Let me give an alterantive perspective. Let's hypothetically assume that the two female top skiers (the outliers) in the Norwegian team, with the help from a shady team doctor decided to go down the enhancement alley. The strategy was to use stereoids where a solid scape goat was at hand if caught. They decided to use the good old out of fashion Clostebol where the Trofodermin ointment would do the work if caught. When one of the two outliers was caught in september 2016 they had to go with another alternative with the grand ol' lady. If caught with heightened levels of testosteron, no plausible explanation to give. With Nandrolone, both pig meat and Primulat-N pills would work.
While claiming "I am not defending Norwegians, and IIRC, even Dr. Jim Stray-Gundersen (of Norwegian origin) didn't defend the Norwegians when he reviewed their HB-data in 2018 for the Swedish media" you sure seem quite eager to find whatever supports Marit.
It would be interesting to know if there exists any data on how succesful the "pig meat"-defence has been in the past or whether Primolut-N or pig meat can account for presence of any of the nandrolone metabolites (there exists more of them than the one present in Bjørgen's urine).

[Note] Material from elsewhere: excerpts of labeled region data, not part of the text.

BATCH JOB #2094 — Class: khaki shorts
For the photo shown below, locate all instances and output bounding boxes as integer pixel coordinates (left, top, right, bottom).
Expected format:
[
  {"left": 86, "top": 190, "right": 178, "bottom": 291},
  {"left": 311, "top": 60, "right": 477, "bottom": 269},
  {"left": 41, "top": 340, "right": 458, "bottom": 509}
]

To summarise in Oxford-style why I don't find anything overtly suspicious in the 2017 case:
1) There is nothing debunking the narrative that she took the incident into public voluntarily knowing that her presumably favourable treatment would draw some attention. If it was a coverup, this would be sheer stupidity. Had the origin of the story in the media been someone else, the situation would've been completely different.
2) Only her last sample (apparently) was positive for a relatively easily detectable steroid. It was not trace amounts remaining after a miscalculated glow time from a steroid patch/microdose she took weeks before the 2017 Games. Had the positive taken place in the first doping test, again the situation would've been completely different.
While some cyclists have (presumably) microdosed steroids during the multiday stage races, even one proven case of someone consuming nandrolone shortly before an almost 100 % certain doping test would help your hypothesis or someone testing positive during a stage race / Championships after having tested negative a few days earlier. And again, testosterone is by a magnitude more difficult to detect, no explanation for presence in a test because it won't come back us a positive.
About who I defend and who I don't -- whether I generally think that there is something suspicious in the Norwegian XC-skiing miracle is one question, whether I think that Marit Bjørgen is a doper another one, and whether I consider the 2017 incident suspicious is yet another one. There is no tribalistic reason to see them as answer all in positive or negative.
That having been written, I do think that she is on general level suspicious as hell.